Davos, Switzerland Actress Sharon Stone hijacked the staid World Economic Forum on Friday, interrupting a panel on poverty with a spur-of-the-moment fund-raiser that within minutes brought in more than $1 million to fight malaria in Africa.
U.S. Senate Majority Leader Bill Frist, R-Tenn., was moderating a session on anti-poverty efforts when Stone stood to address a panel that included Microsoft founder Bill Gates and the presidents of Brazil and Tanzania.
"Please identify yourself," said Frist, perhaps one of the few men on the planet who couldn't visually identify the star of such hit movies as "Basic Instinct" and "Casino."

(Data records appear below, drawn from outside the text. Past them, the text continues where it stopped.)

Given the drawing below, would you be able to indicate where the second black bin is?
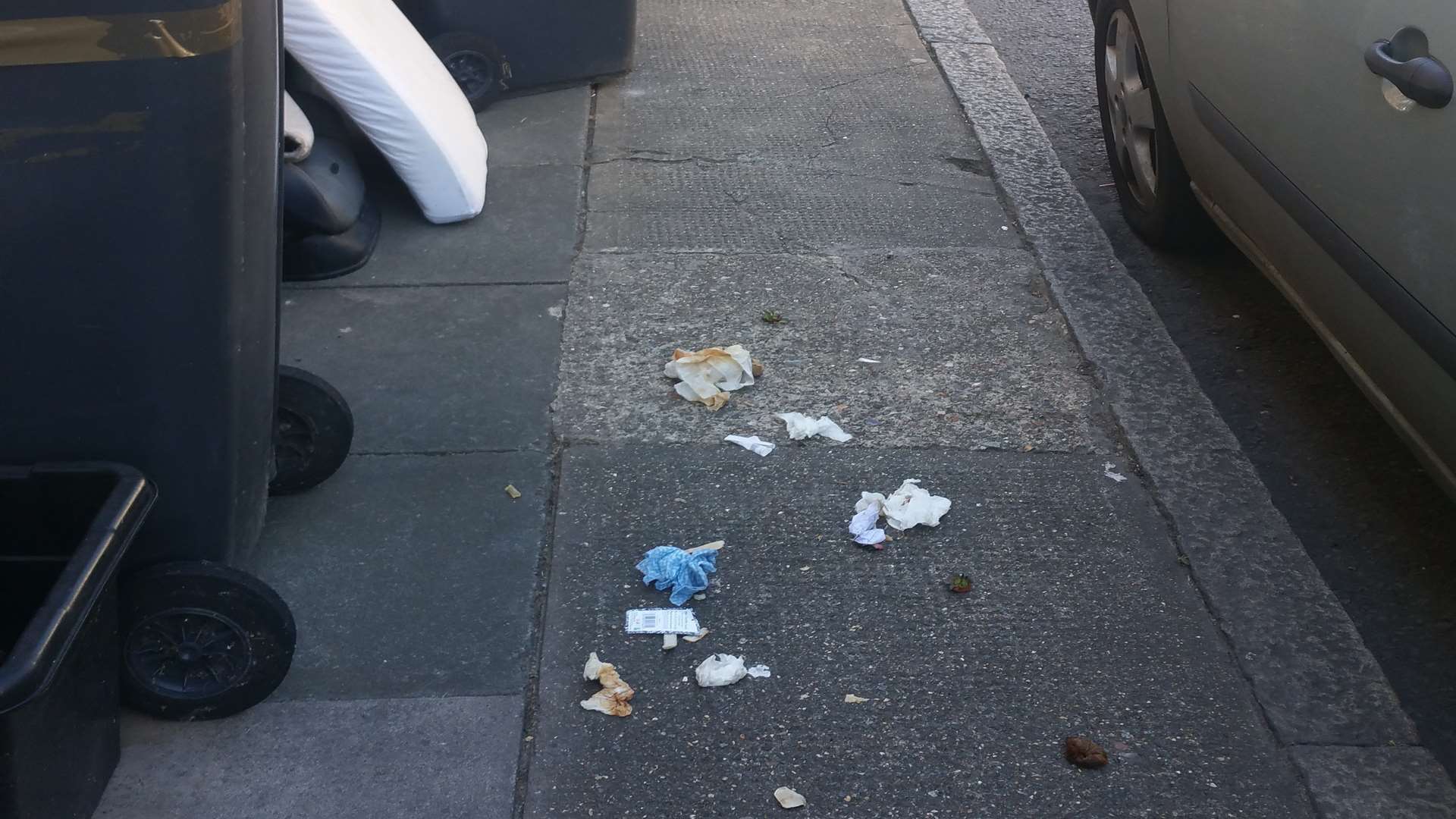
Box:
[0,463,155,819]
[0,0,353,718]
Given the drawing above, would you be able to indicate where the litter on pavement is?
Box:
[581,651,636,717]
[698,654,748,688]
[663,344,755,410]
[779,413,855,443]
[626,609,701,634]
[636,547,718,603]
[774,789,808,808]
[855,478,951,532]
[723,436,776,455]
[849,506,885,549]
[1065,736,1106,768]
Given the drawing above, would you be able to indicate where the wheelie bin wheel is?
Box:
[121,561,297,720]
[268,366,354,495]
[429,30,511,111]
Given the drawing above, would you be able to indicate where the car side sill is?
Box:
[1188,83,1456,378]
[1191,182,1456,500]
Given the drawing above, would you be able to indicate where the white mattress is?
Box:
[282,0,486,223]
[282,92,313,162]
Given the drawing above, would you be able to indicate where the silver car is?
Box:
[1090,0,1456,497]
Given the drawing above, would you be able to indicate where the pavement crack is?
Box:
[587,150,757,166]
[774,60,930,99]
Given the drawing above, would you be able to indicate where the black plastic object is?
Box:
[282,136,380,281]
[1366,27,1451,108]
[268,366,354,495]
[0,463,155,819]
[0,0,281,566]
[396,0,636,105]
[121,563,297,720]
[282,199,380,281]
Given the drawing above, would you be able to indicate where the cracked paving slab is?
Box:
[555,248,1106,452]
[585,162,1021,251]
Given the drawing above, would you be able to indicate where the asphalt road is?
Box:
[967,0,1456,777]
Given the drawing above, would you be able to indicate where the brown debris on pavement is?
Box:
[1065,736,1106,768]
[581,651,636,717]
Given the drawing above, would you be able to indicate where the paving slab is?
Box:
[252,452,552,699]
[556,248,1105,450]
[315,161,582,290]
[96,697,521,819]
[281,286,566,453]
[476,84,592,168]
[526,446,1310,819]
[592,67,990,180]
[584,149,1021,252]
[1291,745,1456,819]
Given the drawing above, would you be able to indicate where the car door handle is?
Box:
[1366,29,1451,108]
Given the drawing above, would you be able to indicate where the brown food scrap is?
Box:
[581,651,636,717]
[1065,736,1106,768]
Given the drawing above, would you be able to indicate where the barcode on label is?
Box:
[626,609,699,634]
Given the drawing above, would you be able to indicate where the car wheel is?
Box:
[1097,0,1213,249]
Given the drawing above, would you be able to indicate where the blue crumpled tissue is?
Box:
[638,547,718,606]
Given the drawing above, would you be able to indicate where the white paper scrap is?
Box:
[723,436,777,455]
[779,413,855,443]
[849,506,885,547]
[626,609,701,634]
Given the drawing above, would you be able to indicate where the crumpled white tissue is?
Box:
[723,436,777,455]
[849,504,885,547]
[663,344,753,410]
[855,478,951,532]
[698,654,748,688]
[779,413,855,443]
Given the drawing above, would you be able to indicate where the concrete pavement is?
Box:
[526,0,1333,817]
[98,0,1448,819]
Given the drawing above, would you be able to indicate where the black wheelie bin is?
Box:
[394,0,636,111]
[0,463,155,819]
[0,0,353,718]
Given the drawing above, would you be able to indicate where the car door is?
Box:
[1165,0,1456,376]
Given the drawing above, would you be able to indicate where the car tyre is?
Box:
[1094,0,1214,251]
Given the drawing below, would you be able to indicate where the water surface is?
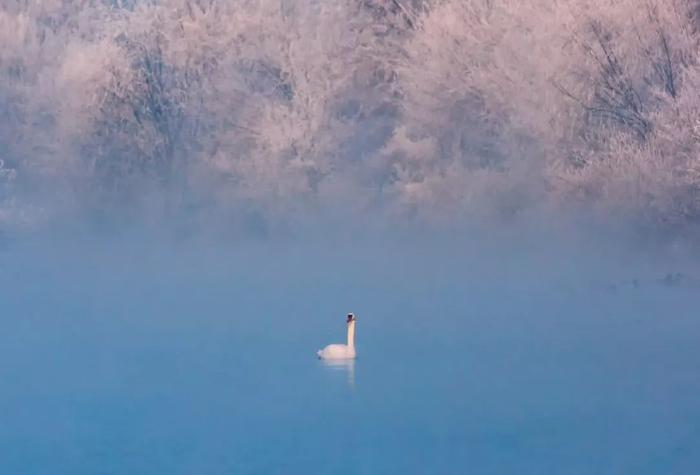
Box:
[0,240,700,475]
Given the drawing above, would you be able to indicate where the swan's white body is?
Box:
[316,314,356,360]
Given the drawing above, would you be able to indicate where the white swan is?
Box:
[316,313,356,360]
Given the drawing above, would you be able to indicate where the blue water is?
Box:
[0,236,700,475]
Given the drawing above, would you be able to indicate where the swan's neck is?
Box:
[348,320,355,348]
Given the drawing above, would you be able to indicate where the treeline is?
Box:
[0,0,700,230]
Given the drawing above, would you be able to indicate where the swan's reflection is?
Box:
[319,359,355,388]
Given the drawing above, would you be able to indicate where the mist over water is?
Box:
[0,228,700,474]
[0,0,700,475]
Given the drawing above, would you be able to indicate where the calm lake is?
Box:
[0,236,700,475]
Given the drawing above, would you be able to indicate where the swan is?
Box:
[316,313,356,360]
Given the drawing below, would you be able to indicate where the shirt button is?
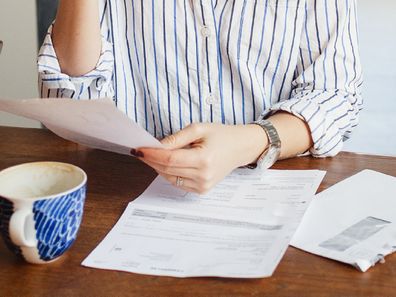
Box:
[206,94,218,105]
[201,26,211,37]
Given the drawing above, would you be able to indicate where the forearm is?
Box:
[52,0,101,76]
[244,112,312,163]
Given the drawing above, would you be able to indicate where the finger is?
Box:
[161,124,204,149]
[139,147,201,168]
[142,159,199,180]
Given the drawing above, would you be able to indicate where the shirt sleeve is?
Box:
[271,0,362,157]
[37,25,114,99]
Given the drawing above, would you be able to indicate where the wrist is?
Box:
[235,124,269,166]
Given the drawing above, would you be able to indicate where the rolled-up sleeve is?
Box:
[37,26,114,99]
[271,0,362,157]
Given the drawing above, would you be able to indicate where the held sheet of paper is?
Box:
[82,169,325,278]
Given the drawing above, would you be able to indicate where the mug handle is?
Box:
[9,208,36,247]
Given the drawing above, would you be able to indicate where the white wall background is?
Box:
[345,0,396,156]
[0,0,396,155]
[0,0,40,127]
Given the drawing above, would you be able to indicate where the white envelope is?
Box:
[291,170,396,272]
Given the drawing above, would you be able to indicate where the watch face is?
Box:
[258,146,278,169]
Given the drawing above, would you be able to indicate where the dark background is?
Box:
[36,0,59,46]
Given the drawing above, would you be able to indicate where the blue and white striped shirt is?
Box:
[38,0,362,157]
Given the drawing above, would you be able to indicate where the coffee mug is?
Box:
[0,162,87,264]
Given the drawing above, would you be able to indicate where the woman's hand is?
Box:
[131,123,268,194]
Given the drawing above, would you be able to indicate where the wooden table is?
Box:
[0,127,396,297]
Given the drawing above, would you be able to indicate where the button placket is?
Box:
[196,0,220,114]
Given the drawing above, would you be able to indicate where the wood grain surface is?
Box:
[0,127,396,297]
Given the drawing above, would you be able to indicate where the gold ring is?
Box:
[176,176,184,187]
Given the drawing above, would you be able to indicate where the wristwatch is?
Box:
[247,119,281,169]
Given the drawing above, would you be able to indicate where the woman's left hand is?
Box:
[133,123,268,194]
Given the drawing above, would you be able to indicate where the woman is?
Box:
[38,0,362,193]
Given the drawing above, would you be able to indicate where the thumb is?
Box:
[161,124,204,149]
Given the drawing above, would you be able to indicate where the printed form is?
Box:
[82,169,325,278]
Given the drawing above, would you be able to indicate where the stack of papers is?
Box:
[291,170,396,271]
[82,169,325,278]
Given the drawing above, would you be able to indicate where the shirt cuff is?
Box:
[270,92,343,158]
[37,26,114,92]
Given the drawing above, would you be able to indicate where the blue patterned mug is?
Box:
[0,162,87,264]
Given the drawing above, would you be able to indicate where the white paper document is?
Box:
[291,170,396,271]
[82,169,325,278]
[0,98,161,155]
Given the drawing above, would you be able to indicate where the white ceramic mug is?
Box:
[0,162,87,264]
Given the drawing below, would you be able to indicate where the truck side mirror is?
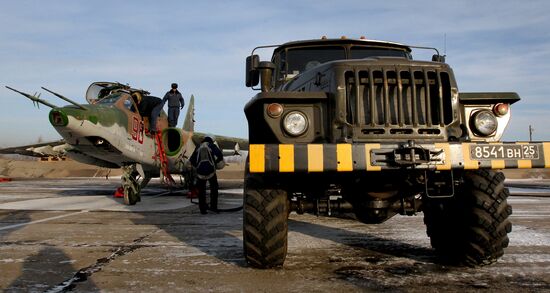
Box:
[258,61,275,92]
[432,54,445,63]
[246,55,260,87]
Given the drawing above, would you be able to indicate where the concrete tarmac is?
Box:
[0,179,550,292]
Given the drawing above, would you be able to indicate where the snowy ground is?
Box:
[0,179,550,292]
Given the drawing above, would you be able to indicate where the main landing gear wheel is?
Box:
[424,170,512,266]
[243,176,289,269]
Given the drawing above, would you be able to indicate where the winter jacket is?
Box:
[162,90,185,108]
[189,141,223,180]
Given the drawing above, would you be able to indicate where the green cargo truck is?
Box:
[243,37,550,268]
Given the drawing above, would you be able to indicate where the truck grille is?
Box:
[345,67,453,135]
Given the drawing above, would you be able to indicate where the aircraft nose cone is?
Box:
[49,109,69,126]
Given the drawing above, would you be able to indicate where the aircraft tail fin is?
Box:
[182,95,195,132]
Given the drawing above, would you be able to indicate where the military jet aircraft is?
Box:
[6,82,248,205]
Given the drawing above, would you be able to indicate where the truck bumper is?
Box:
[249,141,550,173]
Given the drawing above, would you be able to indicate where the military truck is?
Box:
[243,37,550,268]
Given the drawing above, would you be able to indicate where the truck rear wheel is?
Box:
[424,170,512,266]
[243,177,289,269]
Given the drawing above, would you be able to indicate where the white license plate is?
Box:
[470,144,539,160]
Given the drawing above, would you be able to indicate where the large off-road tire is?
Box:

"Sharon Stone," she said dryly, proceeding to announce that she was giving $10,000 on the spot to help Tanzanian President Benjamin William Mbaka's anti-malaria efforts. As Frist tried to steer the conversation back to poverty, Stone talked over him, urging people to stand up and give to Mbaka.
"People are dying in his country today," she said.
The surprised senator yielded to the spike-haired movie star. Mbaka, a large, round man, grinned widely as roughly three dozen people stood to be counted and have their pledges written down.
After a few minutes, Frist announced that more than $1 million had been pledged. Actors Richard Gere and Angelina Jolie looked on as Stone said she'd route the money through a charity that Gates funded. The Microsoft founder has donated billions from his fortune to help find vaccines that would prevent malaria and AIDS.
More than 2 million people die each year from malaria, which is carried by mosquitoes. At least 150,000 children in Africa die annually from the disease that, thanks to Stone, is now assured of becoming a "cause celÃbre."
"Malaria is not problematic in most developed countries; that is unfortunate," Gates observed, noting that if it were, the health-care sector already would have developed a vaccine.